The Nepali soldiers “were able to cook up some weird rice stuff,” said Davenport. “Hot tea came around.” That was a godsend, he said, because, “we were freezing our asses off.”

Overwhelmed, the Nepali army struggled to meet everyone’s needs. There was no way to communicate, said Davenport. Cell service was down, and a solar-powered satellite phone at the outpost was uncharged.

Rush for helicopters

The next morning, two helicopters flew in.

Jim Watt, who had broken his leg, made it out on one of the first flights.

But a desperate situation became tense.

“It was total chaos,” said Davenport. “The locals would force their way on (to the aid helicopters) and the army couldn’t or didn’t stop it.”

The next day travelers stuck in camp brokered a deal to prioritize evacuating the sick and injured. Still, almost every helicopter landing brought a rush, and a fight, to get aboard.

Meanwhile, Nepalis periodically climbed toward Langtang Village to check on friends and relatives.

“They didn’t want to believe it had been destroyed,” said Davenport.

They returned wailing, he said.

“I’ve cried more in these four days than I’ve cried since I was a boy,” said Davenport. “It’s a life-altering event.”

On Monday night, Davenport managed to get on a helicopter. In half an hour, he was back in Kathmandu, where he’s now staying in a guesthouse. Davenport said Jim Watt has been treated and should recover.

“I’m very sleep-deprived. Food was a little hard to find,” he said. But, “compared to where I was at, this is paradise.”

Next move uncertain

The trip was Davenport’s 50th-birthday present to himself.
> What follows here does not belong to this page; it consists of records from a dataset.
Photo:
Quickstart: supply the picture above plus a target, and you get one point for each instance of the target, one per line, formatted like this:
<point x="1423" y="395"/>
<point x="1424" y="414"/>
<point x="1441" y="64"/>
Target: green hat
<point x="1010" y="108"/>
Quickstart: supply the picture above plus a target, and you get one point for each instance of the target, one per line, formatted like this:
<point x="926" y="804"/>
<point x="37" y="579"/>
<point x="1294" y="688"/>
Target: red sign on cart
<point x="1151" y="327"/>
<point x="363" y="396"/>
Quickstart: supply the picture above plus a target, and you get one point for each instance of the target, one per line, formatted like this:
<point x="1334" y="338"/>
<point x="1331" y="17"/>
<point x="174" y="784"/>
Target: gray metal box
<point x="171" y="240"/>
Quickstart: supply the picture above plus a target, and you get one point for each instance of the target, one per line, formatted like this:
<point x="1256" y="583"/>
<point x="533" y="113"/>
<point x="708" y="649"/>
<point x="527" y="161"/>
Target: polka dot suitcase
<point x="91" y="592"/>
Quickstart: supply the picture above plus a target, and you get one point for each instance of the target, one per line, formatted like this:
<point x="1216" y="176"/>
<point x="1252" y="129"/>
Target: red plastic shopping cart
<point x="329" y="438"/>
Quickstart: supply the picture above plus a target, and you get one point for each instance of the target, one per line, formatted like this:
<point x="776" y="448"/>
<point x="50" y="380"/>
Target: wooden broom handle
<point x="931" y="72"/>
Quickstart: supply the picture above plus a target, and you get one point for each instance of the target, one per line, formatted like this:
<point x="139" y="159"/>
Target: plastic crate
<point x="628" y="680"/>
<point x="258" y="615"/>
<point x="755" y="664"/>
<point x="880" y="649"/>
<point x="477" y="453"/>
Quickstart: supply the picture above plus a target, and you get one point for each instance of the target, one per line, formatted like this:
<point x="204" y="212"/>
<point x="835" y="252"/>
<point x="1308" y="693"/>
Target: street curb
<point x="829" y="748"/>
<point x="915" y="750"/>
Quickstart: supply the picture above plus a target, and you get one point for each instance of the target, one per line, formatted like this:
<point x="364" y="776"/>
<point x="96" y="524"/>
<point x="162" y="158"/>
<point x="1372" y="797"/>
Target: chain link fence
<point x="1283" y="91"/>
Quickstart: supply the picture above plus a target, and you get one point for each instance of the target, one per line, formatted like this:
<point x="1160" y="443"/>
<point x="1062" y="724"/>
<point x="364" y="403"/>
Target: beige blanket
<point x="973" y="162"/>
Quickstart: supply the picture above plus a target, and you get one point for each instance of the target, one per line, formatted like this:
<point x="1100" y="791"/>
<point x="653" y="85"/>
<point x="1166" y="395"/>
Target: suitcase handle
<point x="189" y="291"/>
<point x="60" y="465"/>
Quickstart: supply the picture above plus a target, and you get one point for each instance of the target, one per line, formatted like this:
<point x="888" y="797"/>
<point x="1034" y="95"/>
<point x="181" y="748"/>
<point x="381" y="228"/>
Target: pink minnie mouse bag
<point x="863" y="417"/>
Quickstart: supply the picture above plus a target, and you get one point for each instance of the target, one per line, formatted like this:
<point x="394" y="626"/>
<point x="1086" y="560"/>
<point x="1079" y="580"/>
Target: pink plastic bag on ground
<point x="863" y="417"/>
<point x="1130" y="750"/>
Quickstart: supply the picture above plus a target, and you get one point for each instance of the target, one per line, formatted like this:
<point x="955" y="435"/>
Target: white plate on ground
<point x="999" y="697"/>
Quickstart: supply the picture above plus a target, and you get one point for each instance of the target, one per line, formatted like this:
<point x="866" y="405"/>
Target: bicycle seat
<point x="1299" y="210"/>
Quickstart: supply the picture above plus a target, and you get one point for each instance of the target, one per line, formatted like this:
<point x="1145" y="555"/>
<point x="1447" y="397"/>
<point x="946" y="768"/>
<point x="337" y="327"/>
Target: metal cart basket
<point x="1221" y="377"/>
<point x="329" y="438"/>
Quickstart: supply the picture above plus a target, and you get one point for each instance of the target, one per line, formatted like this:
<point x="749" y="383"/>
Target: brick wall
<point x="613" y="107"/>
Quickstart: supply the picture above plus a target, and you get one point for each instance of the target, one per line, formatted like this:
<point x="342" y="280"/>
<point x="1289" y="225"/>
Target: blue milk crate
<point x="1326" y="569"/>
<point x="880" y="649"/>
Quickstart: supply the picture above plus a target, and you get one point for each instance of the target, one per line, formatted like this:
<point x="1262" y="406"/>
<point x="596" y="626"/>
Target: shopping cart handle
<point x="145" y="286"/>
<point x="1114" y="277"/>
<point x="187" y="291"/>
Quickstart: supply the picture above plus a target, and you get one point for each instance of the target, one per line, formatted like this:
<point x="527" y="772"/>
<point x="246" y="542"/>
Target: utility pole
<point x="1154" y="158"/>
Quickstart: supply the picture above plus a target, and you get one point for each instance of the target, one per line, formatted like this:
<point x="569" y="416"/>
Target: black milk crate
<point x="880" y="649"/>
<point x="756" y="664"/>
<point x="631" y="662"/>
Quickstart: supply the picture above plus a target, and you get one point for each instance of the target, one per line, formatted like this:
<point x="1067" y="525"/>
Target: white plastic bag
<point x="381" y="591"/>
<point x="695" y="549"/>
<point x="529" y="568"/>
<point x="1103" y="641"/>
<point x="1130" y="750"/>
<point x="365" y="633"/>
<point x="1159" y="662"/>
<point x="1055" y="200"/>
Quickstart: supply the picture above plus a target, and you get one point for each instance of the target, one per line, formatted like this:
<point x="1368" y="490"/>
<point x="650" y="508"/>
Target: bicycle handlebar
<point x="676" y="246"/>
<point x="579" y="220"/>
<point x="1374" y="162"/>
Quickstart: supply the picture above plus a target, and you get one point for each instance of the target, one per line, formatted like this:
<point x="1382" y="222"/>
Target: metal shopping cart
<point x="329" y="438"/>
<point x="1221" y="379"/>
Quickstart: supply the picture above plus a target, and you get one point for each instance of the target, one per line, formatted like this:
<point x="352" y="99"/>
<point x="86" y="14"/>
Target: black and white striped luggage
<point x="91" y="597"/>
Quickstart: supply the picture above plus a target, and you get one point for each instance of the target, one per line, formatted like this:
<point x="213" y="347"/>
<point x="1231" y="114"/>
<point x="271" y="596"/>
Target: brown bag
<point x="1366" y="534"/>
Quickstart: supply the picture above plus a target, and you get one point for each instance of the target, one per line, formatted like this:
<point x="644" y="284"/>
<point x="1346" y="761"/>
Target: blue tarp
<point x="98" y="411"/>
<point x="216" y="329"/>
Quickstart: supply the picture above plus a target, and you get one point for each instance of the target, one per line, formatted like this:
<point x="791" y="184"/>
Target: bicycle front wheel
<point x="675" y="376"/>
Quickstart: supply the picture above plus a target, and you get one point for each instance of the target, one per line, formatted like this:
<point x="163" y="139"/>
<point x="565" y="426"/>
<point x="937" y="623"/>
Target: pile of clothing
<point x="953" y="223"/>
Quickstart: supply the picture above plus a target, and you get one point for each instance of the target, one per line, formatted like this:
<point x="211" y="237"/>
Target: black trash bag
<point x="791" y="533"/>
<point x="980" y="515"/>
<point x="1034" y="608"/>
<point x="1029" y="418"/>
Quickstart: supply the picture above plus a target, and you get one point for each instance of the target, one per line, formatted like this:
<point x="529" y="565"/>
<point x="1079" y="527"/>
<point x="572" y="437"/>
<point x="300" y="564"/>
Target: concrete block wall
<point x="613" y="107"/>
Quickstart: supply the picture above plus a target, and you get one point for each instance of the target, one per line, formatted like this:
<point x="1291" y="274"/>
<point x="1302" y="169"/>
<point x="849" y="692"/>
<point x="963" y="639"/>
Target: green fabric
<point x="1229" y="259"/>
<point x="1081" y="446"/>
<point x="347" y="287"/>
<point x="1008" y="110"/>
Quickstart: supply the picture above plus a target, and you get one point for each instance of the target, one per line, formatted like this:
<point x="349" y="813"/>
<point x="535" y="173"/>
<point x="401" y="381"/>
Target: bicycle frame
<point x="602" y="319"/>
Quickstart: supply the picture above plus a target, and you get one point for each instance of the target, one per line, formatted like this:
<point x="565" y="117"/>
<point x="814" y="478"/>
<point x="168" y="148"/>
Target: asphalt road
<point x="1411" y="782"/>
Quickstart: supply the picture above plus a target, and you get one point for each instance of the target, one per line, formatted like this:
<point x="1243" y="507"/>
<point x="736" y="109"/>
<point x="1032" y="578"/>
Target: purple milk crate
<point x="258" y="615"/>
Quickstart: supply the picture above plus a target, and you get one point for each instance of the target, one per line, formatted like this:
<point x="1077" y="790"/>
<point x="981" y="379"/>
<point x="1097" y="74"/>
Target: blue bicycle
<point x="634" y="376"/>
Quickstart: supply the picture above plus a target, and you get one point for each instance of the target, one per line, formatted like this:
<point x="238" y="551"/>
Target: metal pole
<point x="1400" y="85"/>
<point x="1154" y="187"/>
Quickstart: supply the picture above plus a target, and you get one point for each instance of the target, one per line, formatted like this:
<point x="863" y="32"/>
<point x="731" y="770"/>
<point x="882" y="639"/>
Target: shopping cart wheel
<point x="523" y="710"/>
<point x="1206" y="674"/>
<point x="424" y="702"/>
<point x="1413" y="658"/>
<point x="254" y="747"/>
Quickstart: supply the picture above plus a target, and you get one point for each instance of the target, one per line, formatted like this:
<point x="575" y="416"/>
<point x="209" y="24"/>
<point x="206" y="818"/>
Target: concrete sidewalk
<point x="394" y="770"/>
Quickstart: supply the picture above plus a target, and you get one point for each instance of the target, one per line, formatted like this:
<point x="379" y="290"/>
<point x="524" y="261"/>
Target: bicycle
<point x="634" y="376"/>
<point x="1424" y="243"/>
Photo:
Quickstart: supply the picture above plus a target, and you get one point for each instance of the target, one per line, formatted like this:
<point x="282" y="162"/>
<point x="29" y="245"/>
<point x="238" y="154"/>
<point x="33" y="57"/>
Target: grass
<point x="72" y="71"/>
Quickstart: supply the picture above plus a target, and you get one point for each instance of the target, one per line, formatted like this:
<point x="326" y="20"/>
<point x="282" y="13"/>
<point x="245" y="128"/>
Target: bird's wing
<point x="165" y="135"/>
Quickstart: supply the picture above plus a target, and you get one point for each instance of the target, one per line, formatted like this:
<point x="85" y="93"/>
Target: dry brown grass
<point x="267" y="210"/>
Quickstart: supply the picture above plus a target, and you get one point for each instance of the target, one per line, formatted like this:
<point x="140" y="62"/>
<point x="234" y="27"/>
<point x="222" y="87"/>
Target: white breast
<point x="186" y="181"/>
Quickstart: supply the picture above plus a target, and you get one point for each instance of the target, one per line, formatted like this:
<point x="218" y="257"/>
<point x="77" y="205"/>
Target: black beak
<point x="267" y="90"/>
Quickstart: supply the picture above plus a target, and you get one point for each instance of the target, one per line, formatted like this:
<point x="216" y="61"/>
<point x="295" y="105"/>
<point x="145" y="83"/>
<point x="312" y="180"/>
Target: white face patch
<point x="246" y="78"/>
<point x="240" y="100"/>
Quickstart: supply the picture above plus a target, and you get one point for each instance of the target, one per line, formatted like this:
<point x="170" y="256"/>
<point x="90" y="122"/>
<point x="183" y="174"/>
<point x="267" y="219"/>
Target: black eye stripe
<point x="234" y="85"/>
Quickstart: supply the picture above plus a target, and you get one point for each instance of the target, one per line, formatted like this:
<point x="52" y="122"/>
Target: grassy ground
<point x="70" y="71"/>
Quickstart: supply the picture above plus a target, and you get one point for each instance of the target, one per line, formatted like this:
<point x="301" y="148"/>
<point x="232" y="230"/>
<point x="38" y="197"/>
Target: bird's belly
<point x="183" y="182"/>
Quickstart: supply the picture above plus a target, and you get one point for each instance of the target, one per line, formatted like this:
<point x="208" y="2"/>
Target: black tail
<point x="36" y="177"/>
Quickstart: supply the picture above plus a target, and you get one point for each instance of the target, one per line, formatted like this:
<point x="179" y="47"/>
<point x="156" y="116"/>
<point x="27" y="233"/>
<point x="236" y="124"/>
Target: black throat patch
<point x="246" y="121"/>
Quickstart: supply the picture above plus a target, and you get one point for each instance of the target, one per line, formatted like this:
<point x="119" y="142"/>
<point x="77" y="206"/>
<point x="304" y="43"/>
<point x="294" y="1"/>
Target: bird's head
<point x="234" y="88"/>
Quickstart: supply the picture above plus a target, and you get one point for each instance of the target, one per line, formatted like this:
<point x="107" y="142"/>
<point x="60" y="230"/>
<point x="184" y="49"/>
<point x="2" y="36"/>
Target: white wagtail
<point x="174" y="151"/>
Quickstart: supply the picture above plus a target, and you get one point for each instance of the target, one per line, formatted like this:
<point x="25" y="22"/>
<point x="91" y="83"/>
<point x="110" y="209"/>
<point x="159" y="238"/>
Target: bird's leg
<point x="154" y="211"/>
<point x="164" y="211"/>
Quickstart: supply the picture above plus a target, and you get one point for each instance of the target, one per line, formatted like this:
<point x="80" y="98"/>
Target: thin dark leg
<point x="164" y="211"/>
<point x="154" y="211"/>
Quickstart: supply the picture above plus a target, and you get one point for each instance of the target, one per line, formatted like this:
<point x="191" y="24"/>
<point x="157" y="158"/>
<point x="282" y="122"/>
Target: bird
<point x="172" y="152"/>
He quit his job to take an “unauthorized eight-month sabbatical” while his girlfriend taught sociology in Japan.

During the Nepal leg of the trip, Davenport planned a meditation retreat, Buddhist classes and a yoga retreat. He’s not due back in Tokyo until this summer.

His plans interrupted by disaster, he said he may volunteer or continue the trip as planned.

“The (Buddhist) class I’m supposed to do at the end of this trip is on death and dying. I can’t help but feel like this class isn’t going to be a big deal.”

Information in this article, originally published April 28, 2015, was corrected the same day. A previous version of this story incorrectly said Davenport’s girlfriend is an English teacher in Japan. She teaches sociology. The story also incorrectly described the women whose feet were frostbitten. They were not Nepali women.